The NZ legal fraternity have always been the bastion of genteel subservience to authority. However, particularly in recent years the Law Society has cracked down on lawyers critical of the system – the symptom or result being the law evolved to where defamation damage awards now eclipse those of other torts. Assault, misfeasance and false imprisonment rarely get more than $10,000, while defamation awards get 25 times that amount. Perhaps worse, defendants accused of defamation routinely are denied the right to defend themselves.

Lawyers in New Zealand have done the career assessments. Barrister Evgeny Orlov was struck off last month for criticising Justice Rhys Harrison as racist. Fair enough, until one looks at the evidence that other lawyers have made similar allegations about Harrison and Orlov had evidence to support his claim, but the tribunal hanging him by a 4 to 1 vote refused to consider his defence of truth or fair comment.

For the last two years, Chief High Court Justice Helen Winkelmann has shown an unhealthy interest in prodding the Law Society into briefing her on their investigation of Dr Frank Deliu for criticising her predecessor Anthony Randerson J. Three officers of the Law Society (John Marshall, Jonathan Temm and Mary Olivier) have obediently briefed Her Chiefness over this period notwithstanding statutory requirements of confidentiality governing their investigations.

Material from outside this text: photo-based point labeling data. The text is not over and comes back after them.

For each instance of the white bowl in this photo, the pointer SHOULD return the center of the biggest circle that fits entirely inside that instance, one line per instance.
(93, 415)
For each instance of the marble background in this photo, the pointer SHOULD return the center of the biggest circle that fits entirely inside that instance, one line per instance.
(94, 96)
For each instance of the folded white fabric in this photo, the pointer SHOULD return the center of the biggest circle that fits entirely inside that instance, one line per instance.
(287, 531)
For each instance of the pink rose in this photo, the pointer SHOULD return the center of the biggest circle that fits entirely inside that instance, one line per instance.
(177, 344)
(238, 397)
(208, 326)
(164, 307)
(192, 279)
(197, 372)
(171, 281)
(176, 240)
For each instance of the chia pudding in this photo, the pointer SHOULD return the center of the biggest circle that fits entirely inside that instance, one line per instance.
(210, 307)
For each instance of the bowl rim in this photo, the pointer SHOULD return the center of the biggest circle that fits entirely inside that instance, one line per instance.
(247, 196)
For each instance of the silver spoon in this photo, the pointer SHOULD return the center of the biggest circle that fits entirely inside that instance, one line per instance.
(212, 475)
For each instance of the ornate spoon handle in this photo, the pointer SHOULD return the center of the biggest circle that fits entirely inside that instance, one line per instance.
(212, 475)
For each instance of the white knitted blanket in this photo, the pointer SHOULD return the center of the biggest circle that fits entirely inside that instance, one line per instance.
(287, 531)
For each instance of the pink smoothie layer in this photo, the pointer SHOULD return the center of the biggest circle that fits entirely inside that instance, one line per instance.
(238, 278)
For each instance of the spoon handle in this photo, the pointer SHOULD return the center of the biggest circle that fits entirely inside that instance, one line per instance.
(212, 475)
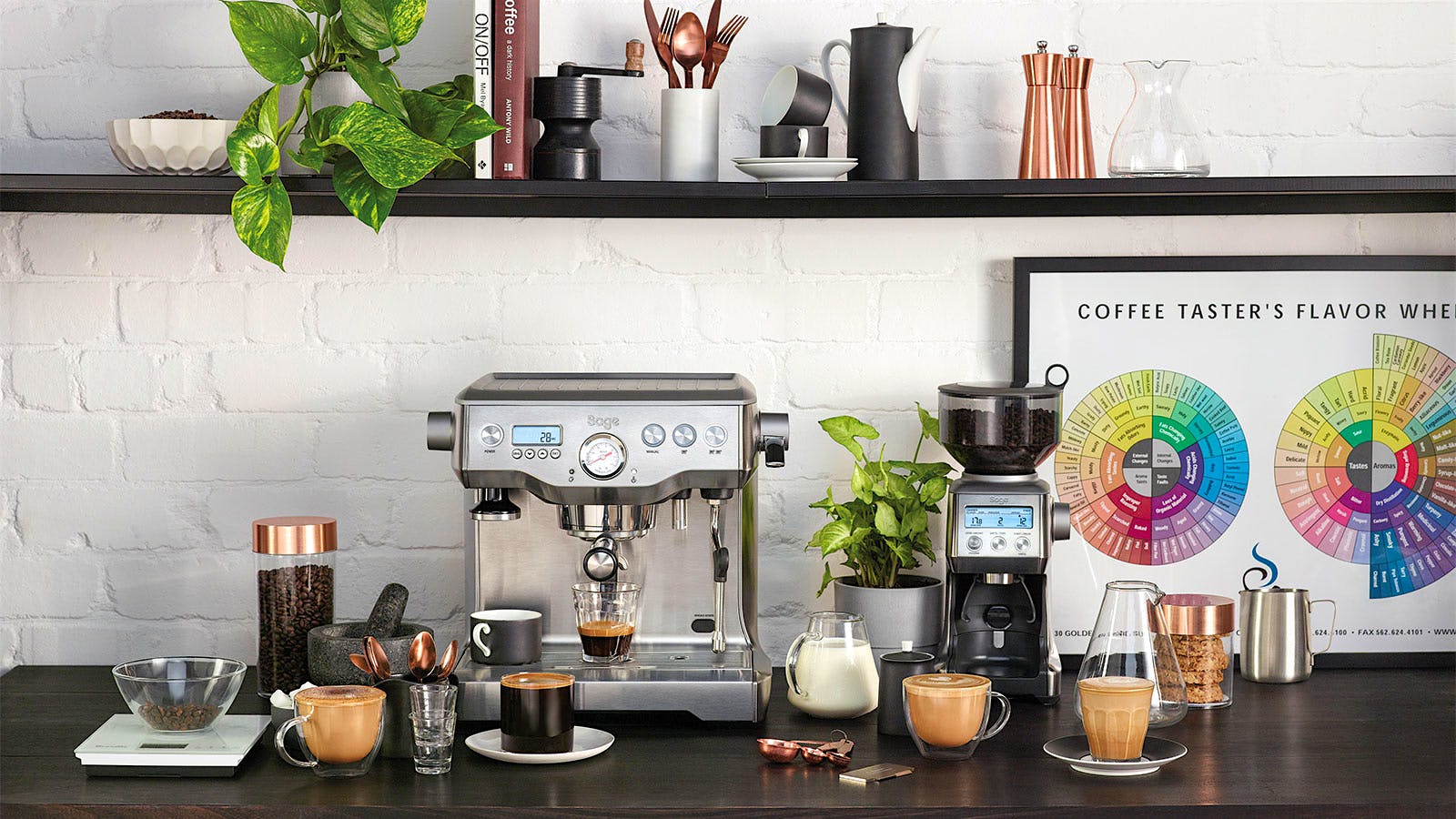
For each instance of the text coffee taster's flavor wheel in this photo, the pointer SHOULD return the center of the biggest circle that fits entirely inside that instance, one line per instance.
(1154, 465)
(1366, 467)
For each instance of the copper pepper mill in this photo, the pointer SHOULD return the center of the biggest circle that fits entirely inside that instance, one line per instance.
(1077, 118)
(1040, 131)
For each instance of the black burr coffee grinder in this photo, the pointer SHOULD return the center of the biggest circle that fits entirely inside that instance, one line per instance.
(1001, 523)
(567, 106)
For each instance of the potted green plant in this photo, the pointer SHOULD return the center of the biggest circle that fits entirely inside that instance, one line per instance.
(373, 147)
(881, 533)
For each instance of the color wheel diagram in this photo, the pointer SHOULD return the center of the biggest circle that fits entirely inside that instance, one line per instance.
(1154, 465)
(1366, 467)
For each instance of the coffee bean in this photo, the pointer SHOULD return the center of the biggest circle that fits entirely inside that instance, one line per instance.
(290, 601)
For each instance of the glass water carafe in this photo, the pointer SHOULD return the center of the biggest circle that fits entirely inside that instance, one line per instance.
(1159, 135)
(1132, 639)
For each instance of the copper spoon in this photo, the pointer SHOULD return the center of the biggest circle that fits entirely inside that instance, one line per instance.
(689, 44)
(421, 656)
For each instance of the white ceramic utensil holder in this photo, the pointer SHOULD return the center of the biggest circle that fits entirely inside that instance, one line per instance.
(689, 136)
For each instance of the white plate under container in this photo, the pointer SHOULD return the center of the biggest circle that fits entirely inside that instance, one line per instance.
(586, 743)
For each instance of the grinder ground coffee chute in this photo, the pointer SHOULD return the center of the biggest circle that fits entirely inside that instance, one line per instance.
(1001, 523)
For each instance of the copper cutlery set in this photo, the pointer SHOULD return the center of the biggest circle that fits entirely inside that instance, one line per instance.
(683, 40)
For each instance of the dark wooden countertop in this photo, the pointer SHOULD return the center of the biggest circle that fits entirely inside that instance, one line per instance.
(1353, 742)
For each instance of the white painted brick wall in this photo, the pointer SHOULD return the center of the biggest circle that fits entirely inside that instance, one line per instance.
(160, 388)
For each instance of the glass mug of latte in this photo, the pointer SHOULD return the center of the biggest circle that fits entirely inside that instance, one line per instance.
(341, 727)
(606, 620)
(950, 713)
(1114, 713)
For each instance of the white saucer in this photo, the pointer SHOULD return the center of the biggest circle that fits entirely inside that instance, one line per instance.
(795, 169)
(586, 743)
(1074, 751)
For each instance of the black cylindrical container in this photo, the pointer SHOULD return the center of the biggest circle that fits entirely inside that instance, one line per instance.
(895, 668)
(567, 108)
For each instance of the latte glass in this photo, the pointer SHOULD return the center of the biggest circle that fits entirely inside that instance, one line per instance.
(948, 713)
(341, 726)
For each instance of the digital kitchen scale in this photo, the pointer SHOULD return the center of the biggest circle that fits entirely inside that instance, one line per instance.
(126, 746)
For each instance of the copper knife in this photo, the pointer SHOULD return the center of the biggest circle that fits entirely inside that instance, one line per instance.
(664, 57)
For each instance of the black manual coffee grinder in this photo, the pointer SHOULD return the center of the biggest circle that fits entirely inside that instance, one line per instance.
(567, 106)
(1001, 523)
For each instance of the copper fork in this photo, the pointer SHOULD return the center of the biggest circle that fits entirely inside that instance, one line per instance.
(664, 43)
(718, 50)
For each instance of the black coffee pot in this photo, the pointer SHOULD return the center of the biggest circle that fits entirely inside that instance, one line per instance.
(885, 76)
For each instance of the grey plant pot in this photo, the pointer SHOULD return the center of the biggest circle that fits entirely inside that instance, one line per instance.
(915, 612)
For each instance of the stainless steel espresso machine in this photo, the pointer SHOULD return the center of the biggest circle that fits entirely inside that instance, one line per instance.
(1001, 523)
(567, 475)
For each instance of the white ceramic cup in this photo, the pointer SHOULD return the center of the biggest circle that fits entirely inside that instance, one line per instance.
(689, 136)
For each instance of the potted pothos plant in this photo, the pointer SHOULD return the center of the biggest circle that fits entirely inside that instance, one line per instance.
(375, 147)
(881, 533)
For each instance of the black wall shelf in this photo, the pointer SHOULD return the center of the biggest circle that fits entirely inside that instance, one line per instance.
(1219, 196)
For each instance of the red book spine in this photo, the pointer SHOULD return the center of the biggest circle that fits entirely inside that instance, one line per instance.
(517, 60)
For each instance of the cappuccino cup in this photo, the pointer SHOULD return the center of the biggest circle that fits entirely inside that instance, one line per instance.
(948, 714)
(341, 726)
(1114, 713)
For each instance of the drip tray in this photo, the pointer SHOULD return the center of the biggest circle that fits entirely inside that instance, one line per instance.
(713, 687)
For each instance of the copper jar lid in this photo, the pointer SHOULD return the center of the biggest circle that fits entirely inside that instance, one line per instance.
(296, 535)
(1198, 614)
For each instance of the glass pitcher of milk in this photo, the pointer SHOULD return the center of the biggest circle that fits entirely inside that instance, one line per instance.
(830, 668)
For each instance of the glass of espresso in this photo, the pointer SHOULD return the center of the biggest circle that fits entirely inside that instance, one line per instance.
(606, 620)
(1114, 713)
(536, 713)
(948, 714)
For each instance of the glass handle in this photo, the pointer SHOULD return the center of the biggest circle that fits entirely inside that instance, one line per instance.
(283, 749)
(793, 662)
(1002, 720)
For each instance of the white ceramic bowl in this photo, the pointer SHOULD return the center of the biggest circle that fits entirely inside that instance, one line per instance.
(174, 147)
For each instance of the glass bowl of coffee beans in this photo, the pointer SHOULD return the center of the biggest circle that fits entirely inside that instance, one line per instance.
(179, 694)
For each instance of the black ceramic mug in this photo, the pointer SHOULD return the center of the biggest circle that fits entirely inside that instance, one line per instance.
(784, 140)
(506, 637)
(536, 713)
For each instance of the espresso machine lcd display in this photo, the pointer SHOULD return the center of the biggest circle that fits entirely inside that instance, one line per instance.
(577, 500)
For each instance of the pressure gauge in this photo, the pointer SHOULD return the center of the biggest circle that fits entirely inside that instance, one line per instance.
(603, 455)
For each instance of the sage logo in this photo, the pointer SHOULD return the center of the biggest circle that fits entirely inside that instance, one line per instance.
(604, 421)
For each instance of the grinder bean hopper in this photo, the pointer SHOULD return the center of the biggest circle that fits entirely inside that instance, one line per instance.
(1001, 523)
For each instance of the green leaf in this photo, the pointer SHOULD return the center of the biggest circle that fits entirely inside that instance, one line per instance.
(378, 82)
(252, 155)
(430, 116)
(404, 19)
(844, 429)
(366, 198)
(392, 153)
(885, 522)
(262, 217)
(368, 22)
(274, 38)
(262, 113)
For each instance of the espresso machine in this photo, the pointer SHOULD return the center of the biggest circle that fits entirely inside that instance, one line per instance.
(565, 477)
(1001, 523)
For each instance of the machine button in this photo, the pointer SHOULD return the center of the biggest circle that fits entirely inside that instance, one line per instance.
(492, 435)
(684, 436)
(997, 617)
(715, 436)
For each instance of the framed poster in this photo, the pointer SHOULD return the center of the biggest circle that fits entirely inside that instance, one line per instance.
(1290, 414)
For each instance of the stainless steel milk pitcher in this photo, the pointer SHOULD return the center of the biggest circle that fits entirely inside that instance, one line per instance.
(1276, 632)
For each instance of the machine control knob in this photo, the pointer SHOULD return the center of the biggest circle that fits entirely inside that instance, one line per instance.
(997, 617)
(1060, 522)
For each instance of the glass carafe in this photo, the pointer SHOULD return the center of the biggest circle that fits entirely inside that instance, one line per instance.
(830, 668)
(1159, 135)
(1132, 639)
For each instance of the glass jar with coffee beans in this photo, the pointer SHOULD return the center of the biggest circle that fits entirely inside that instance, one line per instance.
(295, 561)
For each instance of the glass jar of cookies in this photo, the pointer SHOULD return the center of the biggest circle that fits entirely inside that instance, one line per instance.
(1201, 630)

The New Zealand legal society considers its mission is to cover up judicial misconduct. They largely believe the propaganda that PM John Key has stated publicly; that exposing judicial corruption will cause the public to lose faith in the judiciary. And the mainstream press have stopped trying to report it because these stories never make it past the press lawyers. The sad reality is the sheepish lawyers and sheepish press make us all sheep through policies which characterise useful criticism of corruption as merely vexatious. Our collective intelligence is defined by that which we are not allowed to know. It is the true cost of New Zealand leading the world in freedom to express uncontroversial views.